この思考も、おそらく向こうには伝わっていることだろう。
『 そうね』
『だろ? なら 変に意識せずによ こうしてだらだらやってよーや』
『 そうね だって』
『おう』
『あなたは私で』
『俺はお前なんだから』
声が途切れた。アイツも眠いんだろう。俺も眠るようにして意識の底へと潜っていく。
願わくば、この意識が途切れる前に、全ての記憶を巡りたい。
俺とあいつが出会った日から続いてきた、奇妙で奇怪な日々を見つめたい。
走馬灯と言うのかは知らないけれど、意識の底に潜る内に、ぽつり、ぽつり。昇る気泡が弾けるように、俺の記憶が輝きを見せ始めた。

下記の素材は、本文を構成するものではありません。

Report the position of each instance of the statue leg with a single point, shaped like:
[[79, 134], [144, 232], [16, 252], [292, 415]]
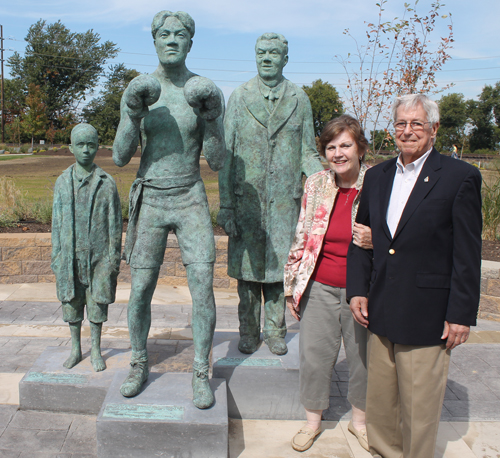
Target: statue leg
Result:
[[274, 318], [139, 322], [200, 281], [249, 315], [95, 353], [76, 346]]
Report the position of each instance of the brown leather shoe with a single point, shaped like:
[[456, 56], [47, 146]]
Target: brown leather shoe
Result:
[[360, 435], [305, 438]]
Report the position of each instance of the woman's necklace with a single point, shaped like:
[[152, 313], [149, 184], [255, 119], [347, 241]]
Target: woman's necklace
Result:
[[346, 194]]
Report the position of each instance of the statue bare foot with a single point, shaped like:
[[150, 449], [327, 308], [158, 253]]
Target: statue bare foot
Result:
[[97, 362], [74, 358], [138, 374], [203, 398]]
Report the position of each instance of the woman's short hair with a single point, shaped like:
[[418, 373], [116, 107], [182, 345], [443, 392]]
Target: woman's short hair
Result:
[[337, 126]]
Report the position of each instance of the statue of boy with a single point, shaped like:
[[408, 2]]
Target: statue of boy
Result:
[[175, 115], [270, 142], [86, 243]]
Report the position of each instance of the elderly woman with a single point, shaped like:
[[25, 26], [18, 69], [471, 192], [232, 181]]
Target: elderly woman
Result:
[[315, 279]]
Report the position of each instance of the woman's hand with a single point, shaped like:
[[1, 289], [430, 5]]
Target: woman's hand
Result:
[[289, 304], [362, 236]]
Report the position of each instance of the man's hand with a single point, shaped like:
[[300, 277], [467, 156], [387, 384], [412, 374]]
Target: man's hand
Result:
[[362, 236], [295, 312], [142, 92], [455, 334], [226, 220], [359, 309]]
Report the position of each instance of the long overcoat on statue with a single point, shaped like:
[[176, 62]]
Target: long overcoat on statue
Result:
[[262, 177], [104, 234]]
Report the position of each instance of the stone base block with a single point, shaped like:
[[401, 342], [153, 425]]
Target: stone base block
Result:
[[261, 385], [49, 386], [162, 420]]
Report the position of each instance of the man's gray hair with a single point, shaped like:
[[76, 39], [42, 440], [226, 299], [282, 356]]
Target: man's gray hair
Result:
[[412, 100], [185, 19], [274, 36], [83, 126]]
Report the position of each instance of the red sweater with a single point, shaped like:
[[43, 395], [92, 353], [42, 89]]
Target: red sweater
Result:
[[331, 265]]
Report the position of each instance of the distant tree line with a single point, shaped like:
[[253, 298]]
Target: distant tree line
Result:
[[61, 69]]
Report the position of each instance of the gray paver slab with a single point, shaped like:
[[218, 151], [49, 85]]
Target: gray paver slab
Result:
[[49, 386], [162, 420]]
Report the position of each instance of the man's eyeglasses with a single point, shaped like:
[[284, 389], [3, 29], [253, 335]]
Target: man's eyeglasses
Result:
[[416, 126]]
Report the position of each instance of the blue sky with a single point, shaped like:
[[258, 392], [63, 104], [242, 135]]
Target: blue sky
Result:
[[226, 31]]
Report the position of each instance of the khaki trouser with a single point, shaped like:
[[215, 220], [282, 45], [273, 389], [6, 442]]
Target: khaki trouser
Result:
[[406, 385]]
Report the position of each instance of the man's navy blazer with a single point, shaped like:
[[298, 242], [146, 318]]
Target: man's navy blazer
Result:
[[429, 271]]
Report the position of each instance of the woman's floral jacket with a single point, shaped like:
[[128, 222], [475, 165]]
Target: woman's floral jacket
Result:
[[317, 204]]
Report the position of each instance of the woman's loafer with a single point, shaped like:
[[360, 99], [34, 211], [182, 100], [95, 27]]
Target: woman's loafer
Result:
[[305, 438]]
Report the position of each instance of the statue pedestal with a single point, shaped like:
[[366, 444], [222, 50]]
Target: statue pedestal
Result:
[[162, 420], [51, 387], [261, 385]]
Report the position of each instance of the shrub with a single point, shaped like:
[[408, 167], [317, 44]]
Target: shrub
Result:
[[485, 152], [14, 206], [10, 197], [491, 208]]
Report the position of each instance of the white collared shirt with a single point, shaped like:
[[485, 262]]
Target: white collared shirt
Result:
[[404, 182]]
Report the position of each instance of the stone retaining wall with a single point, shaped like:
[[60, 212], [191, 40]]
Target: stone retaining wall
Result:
[[25, 258]]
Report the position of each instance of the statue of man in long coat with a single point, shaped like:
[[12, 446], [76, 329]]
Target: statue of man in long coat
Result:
[[270, 144]]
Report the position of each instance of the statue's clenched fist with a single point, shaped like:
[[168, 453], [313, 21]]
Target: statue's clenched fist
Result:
[[143, 91], [203, 94]]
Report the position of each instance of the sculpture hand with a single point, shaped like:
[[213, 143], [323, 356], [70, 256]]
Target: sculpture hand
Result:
[[142, 92], [203, 94], [226, 220]]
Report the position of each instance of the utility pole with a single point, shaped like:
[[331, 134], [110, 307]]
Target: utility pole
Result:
[[1, 89]]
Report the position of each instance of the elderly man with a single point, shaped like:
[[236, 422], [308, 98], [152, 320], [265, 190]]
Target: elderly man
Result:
[[270, 143], [418, 290], [168, 193]]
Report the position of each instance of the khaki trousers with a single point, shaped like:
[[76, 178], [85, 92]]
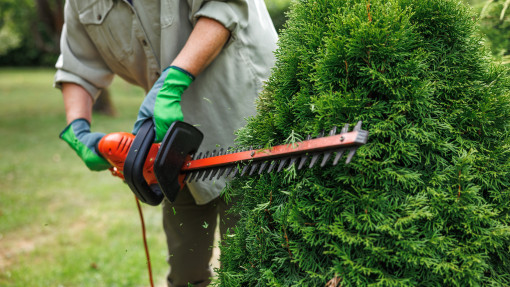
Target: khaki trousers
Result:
[[189, 230]]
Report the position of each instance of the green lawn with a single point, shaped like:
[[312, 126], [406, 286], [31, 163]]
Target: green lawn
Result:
[[60, 224]]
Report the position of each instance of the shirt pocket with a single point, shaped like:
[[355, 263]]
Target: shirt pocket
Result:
[[110, 27], [167, 13]]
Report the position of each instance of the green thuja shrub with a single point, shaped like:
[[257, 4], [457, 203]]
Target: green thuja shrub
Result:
[[426, 201], [495, 25]]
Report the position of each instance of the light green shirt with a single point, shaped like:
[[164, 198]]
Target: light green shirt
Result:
[[102, 38]]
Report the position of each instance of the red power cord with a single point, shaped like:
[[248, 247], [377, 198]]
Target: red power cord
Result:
[[145, 241]]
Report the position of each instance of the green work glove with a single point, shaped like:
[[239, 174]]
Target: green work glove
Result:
[[77, 134], [163, 102]]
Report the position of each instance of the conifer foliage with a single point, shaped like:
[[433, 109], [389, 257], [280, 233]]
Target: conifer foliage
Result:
[[426, 201]]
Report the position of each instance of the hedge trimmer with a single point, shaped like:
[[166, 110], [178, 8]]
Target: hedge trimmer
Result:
[[154, 171]]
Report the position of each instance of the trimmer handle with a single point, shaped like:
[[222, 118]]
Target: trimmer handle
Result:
[[134, 166]]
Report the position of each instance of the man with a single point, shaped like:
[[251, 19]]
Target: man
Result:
[[201, 61]]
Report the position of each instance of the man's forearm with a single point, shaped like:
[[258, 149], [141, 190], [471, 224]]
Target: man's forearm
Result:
[[77, 101], [203, 45]]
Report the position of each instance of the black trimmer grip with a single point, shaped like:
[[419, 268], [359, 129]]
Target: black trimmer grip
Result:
[[181, 140], [133, 166]]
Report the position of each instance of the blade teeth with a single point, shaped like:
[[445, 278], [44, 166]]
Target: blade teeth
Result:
[[292, 161], [199, 175], [350, 155], [263, 167], [245, 169], [228, 170], [235, 172], [213, 173], [325, 159], [254, 168], [271, 167], [315, 157], [206, 174], [302, 162], [189, 177], [339, 154], [282, 164]]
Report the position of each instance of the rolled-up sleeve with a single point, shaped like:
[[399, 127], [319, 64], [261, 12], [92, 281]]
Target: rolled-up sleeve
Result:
[[231, 14], [79, 61]]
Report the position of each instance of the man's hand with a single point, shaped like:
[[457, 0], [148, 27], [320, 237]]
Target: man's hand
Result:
[[163, 102], [77, 134]]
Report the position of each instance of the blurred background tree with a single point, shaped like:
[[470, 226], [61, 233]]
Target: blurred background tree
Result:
[[30, 35], [30, 32]]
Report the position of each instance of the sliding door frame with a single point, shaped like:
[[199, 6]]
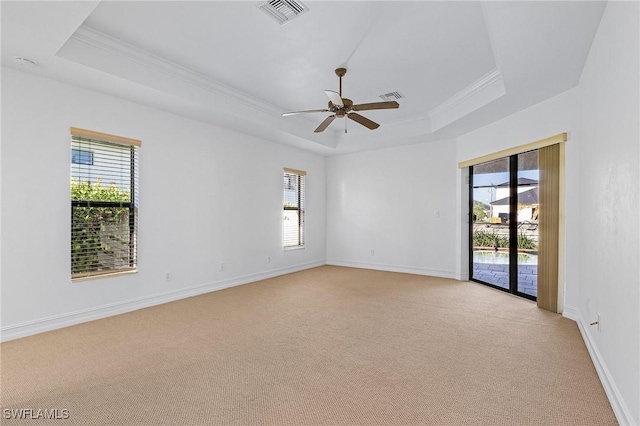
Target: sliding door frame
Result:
[[556, 300]]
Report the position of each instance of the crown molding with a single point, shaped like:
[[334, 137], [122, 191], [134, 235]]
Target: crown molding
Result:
[[98, 40], [473, 97]]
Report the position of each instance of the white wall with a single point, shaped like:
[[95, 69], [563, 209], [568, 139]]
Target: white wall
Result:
[[609, 195], [551, 117], [602, 182], [207, 195], [386, 201]]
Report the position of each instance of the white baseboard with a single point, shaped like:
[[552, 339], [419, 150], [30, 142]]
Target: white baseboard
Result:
[[54, 322], [394, 268], [620, 408]]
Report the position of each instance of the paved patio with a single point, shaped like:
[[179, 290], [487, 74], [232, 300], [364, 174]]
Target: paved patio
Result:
[[497, 274]]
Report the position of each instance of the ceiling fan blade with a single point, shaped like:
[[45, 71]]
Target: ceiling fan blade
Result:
[[363, 120], [325, 123], [376, 105], [286, 114], [334, 97]]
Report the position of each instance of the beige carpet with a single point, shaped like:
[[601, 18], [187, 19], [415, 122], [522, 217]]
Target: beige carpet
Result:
[[324, 346]]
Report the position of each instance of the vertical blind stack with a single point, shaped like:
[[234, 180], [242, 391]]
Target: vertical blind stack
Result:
[[104, 203], [294, 208]]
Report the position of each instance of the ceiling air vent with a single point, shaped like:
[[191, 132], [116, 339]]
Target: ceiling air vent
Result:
[[392, 96], [283, 11]]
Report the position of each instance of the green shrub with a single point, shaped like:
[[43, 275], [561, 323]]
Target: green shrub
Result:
[[491, 239], [87, 224]]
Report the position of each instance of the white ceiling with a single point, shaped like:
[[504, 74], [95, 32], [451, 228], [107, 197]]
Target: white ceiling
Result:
[[460, 65]]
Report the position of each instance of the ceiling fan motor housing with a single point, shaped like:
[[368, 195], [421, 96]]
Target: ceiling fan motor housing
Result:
[[340, 111]]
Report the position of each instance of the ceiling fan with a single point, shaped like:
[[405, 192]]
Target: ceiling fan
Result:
[[343, 107]]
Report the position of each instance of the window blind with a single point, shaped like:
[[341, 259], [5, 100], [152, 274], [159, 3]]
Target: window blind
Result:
[[294, 208], [104, 204]]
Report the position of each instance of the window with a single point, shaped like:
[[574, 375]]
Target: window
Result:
[[294, 208], [104, 203], [81, 157]]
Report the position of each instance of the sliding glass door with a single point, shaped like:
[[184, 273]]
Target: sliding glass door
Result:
[[504, 223]]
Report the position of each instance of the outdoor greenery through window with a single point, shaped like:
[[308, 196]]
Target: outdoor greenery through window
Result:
[[104, 203], [294, 208]]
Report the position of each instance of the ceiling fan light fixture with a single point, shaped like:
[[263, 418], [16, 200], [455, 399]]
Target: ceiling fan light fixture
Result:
[[283, 11], [392, 96]]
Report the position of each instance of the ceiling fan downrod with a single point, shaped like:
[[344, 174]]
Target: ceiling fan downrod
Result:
[[340, 72]]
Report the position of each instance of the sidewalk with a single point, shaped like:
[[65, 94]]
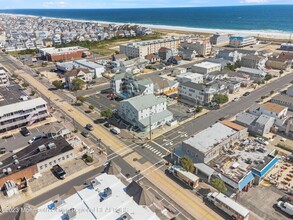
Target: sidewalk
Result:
[[24, 197], [191, 204]]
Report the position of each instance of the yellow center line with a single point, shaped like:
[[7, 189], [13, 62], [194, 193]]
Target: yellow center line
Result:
[[189, 201]]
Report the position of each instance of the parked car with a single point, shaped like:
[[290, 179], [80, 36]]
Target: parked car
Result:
[[89, 127], [24, 131], [190, 110], [286, 207], [35, 138], [58, 171], [50, 135], [85, 133], [107, 125], [2, 150], [115, 130]]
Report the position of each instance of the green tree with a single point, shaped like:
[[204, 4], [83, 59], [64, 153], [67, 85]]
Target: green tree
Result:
[[82, 99], [237, 64], [187, 163], [107, 113], [199, 108], [219, 185], [220, 98], [77, 84], [268, 77], [57, 83], [25, 84]]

それは断続的に、しかし連鎖するように広がっていって、最後は花火のように爆発的な光を放った。弾けた光のそれぞれが合流し、昇っていく気配がある。また、ある光はそのままはじけて粒子になって、散り散りになって消えてしまう。その度に封じられていた記憶が俺に向かって光を伸ばし、世界の壁すら挟んだ向こう側の光景を俺に見せる。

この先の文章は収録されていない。